The Methylation Level of a CpG Site in the Human Interleukin-1β Promoter Reflects Both Current and Past Inflammation

Abstract

Viral infections, including SARS-CoV-2, are accompanied by signs of systemic inflammation, which can cause long-term sequela for the patient. Time-stable changes in the organism may be caused by epigenetic shifts inherited in a series of cell divisions, in particular, by changes in the DNA methylation profile in cells of various organs and tissues in response to proinflammatory cytokines. IL1B is a key inflammatory factor, and it was shown that CpG methylation level in its promoter can change upon pro-inflammatory stimuli, and that it was associated with significant increase in IL1B expression. In particular, a specific CpG site in the promoter of the IL1B gene located 299 bp upstream from the transcription start site (CpG3) was previously shown to be an important player in these processes.
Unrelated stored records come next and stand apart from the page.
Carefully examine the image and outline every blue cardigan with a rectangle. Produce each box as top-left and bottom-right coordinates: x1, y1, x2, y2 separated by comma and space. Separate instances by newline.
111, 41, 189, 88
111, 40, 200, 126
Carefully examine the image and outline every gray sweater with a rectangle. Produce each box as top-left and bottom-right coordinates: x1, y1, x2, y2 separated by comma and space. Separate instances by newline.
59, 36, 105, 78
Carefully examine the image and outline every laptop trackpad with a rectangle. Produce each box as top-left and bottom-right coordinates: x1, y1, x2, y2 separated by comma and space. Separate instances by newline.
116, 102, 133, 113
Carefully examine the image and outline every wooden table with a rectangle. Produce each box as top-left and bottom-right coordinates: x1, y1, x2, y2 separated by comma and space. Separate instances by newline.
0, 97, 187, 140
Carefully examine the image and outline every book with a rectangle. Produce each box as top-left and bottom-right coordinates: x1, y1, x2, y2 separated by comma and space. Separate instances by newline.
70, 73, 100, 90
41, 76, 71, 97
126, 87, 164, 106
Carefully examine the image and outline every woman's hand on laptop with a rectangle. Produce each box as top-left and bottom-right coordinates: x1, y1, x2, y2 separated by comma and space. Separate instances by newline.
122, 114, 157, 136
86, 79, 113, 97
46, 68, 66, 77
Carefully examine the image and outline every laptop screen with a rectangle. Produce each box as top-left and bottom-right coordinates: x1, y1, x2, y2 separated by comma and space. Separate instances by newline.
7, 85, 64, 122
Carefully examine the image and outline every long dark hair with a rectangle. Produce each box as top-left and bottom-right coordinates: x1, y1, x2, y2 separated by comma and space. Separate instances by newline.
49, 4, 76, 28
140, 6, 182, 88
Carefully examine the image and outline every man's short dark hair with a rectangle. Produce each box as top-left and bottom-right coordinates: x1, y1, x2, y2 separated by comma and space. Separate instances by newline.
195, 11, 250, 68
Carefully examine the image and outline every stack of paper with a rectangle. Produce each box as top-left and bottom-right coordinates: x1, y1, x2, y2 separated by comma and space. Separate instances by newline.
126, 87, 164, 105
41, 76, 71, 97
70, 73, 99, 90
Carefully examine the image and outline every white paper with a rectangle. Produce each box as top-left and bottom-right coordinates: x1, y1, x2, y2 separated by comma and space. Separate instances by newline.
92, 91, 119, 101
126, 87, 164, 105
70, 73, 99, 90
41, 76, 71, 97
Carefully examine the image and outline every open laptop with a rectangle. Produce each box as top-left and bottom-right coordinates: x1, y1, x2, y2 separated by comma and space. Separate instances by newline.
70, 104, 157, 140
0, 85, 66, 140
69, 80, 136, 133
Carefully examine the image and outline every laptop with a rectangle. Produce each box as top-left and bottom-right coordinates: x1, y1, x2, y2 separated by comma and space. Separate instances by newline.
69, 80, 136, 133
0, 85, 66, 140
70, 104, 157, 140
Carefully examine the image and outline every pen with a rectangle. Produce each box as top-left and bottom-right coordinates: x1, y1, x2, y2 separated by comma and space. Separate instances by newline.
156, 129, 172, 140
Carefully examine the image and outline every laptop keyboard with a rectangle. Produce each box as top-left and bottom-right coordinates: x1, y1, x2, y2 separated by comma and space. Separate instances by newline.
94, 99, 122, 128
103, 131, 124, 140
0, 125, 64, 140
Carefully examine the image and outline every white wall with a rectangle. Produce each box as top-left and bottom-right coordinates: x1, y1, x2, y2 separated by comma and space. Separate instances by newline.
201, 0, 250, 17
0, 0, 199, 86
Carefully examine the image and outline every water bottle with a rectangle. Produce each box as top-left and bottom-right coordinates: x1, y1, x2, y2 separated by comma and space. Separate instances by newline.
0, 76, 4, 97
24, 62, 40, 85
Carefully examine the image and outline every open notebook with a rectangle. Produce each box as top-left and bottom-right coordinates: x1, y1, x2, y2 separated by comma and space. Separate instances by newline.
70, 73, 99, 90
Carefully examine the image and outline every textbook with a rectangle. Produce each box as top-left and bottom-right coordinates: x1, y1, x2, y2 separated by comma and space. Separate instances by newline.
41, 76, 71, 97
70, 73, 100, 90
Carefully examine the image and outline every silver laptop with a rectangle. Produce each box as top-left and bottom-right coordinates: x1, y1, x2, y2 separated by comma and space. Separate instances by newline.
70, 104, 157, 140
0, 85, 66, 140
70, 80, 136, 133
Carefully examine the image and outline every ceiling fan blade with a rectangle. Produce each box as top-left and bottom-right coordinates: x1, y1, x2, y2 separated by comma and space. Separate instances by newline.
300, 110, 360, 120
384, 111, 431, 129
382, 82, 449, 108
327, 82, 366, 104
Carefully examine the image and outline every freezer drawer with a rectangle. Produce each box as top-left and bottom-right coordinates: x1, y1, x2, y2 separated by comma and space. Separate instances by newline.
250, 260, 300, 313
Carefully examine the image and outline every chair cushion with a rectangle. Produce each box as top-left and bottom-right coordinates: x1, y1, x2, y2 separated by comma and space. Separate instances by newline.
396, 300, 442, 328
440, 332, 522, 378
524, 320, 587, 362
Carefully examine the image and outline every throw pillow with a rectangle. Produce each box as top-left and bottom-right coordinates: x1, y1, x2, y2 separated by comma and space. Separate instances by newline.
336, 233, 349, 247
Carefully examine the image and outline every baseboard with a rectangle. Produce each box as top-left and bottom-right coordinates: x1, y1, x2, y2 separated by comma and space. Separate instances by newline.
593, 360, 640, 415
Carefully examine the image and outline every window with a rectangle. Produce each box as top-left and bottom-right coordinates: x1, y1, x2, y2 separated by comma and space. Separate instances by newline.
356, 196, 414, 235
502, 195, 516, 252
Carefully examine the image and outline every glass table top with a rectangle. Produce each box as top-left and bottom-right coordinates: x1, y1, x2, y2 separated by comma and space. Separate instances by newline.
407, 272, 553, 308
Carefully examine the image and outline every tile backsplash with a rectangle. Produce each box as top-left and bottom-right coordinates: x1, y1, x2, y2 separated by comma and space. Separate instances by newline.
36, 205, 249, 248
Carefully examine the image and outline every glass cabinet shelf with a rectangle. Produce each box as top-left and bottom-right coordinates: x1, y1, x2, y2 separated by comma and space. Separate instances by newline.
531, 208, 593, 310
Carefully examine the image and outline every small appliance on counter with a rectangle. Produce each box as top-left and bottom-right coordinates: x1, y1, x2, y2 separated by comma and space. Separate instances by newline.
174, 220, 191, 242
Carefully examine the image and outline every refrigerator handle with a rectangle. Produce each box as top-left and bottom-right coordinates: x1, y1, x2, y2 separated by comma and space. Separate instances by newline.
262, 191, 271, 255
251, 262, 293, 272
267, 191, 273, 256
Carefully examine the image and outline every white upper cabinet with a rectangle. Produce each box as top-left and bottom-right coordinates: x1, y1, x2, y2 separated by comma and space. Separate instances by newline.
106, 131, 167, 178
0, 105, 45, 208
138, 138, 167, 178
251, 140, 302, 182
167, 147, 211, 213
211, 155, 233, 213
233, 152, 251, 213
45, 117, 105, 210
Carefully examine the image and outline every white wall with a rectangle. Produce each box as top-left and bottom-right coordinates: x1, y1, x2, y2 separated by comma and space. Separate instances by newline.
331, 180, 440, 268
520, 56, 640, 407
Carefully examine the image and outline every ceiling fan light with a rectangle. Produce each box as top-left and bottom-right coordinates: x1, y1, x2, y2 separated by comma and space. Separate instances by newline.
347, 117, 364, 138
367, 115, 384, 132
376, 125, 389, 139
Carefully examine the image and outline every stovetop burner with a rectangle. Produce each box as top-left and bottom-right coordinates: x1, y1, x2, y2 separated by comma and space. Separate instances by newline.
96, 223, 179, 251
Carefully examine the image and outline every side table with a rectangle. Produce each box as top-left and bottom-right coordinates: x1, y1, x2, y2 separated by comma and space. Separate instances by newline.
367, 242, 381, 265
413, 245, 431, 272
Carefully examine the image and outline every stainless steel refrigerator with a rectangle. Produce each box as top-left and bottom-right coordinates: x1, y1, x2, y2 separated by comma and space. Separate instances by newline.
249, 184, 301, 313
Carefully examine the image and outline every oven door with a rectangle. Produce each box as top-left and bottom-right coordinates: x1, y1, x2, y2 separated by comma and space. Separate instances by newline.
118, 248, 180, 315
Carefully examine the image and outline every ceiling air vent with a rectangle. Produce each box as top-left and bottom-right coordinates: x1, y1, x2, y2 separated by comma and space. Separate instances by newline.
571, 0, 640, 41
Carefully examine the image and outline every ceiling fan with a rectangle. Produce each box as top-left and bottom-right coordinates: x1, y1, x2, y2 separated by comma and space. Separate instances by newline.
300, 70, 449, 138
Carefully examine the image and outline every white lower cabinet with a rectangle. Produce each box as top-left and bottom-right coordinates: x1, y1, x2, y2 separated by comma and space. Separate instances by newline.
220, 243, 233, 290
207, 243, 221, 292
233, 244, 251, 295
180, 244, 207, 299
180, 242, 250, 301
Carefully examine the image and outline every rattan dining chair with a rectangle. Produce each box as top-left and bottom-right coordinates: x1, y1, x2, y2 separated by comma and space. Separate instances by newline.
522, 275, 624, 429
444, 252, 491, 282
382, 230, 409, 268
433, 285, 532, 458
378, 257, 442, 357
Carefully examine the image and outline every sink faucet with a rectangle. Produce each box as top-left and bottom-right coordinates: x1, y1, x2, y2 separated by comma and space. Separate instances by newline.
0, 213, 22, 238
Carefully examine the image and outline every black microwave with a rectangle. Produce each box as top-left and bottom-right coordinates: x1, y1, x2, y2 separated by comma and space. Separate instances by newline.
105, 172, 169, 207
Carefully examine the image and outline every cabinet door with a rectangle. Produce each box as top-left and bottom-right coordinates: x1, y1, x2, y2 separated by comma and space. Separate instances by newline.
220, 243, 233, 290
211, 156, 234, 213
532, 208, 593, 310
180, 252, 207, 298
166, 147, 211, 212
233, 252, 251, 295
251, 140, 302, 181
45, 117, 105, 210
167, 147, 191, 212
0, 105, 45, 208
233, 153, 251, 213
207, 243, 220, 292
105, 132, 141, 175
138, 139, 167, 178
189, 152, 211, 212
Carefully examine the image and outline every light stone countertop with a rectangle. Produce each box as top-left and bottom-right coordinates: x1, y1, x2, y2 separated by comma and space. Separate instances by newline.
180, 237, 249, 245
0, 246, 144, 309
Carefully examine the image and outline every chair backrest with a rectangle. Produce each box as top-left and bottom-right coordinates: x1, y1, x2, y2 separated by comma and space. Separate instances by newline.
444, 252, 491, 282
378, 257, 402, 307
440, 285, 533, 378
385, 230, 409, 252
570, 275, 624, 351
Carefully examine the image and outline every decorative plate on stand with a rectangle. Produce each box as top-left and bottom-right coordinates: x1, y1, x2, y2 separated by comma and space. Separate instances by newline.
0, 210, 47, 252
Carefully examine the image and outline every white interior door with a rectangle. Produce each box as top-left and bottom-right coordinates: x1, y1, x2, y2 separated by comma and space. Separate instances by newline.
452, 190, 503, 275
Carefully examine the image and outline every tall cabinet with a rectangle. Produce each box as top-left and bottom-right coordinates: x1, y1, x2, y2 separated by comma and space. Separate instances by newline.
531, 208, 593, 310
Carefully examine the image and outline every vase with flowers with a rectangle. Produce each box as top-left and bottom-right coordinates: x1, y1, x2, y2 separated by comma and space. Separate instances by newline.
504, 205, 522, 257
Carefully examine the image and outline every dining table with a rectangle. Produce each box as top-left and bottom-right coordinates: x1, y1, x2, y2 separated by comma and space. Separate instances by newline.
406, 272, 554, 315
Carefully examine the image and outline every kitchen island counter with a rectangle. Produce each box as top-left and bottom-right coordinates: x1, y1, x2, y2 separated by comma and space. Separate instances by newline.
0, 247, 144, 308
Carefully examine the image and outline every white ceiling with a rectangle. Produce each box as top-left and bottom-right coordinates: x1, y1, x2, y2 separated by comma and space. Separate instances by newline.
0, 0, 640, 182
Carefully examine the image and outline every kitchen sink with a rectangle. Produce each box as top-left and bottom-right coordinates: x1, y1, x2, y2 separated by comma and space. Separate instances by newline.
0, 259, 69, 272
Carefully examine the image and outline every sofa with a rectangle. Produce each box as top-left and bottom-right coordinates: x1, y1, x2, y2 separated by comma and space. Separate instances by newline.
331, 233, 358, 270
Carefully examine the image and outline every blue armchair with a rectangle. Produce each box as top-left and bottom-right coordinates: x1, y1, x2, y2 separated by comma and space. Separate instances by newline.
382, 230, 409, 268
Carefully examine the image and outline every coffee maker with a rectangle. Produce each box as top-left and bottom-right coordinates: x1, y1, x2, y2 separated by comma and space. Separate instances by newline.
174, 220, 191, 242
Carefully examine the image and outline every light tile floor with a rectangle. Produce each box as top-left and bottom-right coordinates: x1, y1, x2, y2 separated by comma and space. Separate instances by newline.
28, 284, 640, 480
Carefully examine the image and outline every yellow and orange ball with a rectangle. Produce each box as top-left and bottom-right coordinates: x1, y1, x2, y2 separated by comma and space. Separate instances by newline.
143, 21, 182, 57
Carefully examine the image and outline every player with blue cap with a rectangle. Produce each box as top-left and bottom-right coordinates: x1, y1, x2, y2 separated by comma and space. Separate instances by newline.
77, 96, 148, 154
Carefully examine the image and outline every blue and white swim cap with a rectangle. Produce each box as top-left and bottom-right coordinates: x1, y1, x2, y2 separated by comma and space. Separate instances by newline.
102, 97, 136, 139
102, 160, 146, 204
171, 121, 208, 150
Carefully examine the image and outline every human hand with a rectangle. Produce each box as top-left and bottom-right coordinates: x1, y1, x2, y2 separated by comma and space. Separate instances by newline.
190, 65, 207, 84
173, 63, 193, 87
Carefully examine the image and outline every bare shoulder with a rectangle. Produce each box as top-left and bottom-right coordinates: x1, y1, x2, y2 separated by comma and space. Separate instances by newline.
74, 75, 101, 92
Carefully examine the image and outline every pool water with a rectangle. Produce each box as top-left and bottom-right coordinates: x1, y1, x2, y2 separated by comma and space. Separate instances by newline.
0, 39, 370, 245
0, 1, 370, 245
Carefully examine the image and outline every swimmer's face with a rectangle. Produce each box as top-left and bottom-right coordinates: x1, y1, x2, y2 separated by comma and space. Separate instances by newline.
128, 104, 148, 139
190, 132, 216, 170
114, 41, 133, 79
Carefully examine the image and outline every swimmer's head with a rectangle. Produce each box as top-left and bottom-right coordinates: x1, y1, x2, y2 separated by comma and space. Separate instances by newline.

In this study, we examined methylation/demethylation levels of this CpG3 in publicly available genome-wide methylation studies. A total of 15 dataset were analyzed that comprised data from stromal cells in normal and inflammation-associated states, immune cells of healthy young and aging donors, patients during COVID-19 and after recovery. The level of CpG3 demethylation was found to be higher in osteoarthritis samples of cartilage as compared to healthy donors in one dataset. In blood samples of patients with rheumatoid arthritis CpG3 demethylation was also found to be statistically higher than in healthy donors. In COVID-19 studies, blood samples obtained from patients with severe symptoms had higher CpG3 demethylation levels compared to samples obtained from patients with mild symptoms and controls. The level of CpG3 demethylation increased with age in healthy people as judged by whole blood samples. The same dependency was seen for in vitro cultures of mesenchymal cells obtained from healthy donors. Taken together we showed that demethylation level of a single CpG site in IL1B promoter increases in several cell types due to conditions associated with local and systemic inflammation, including SARS-CoV-2 infection, and in aging. These data suggest a possibility that a history of conditions associated with inflammation within an organism may be recorded, preserved, and encoded in its DNA methylation pattern. While the specificity of these “records of inflammation” is an open question, decoding the history of pathological events associated with inflammation that had been faced by the organism is an intriguing possibility.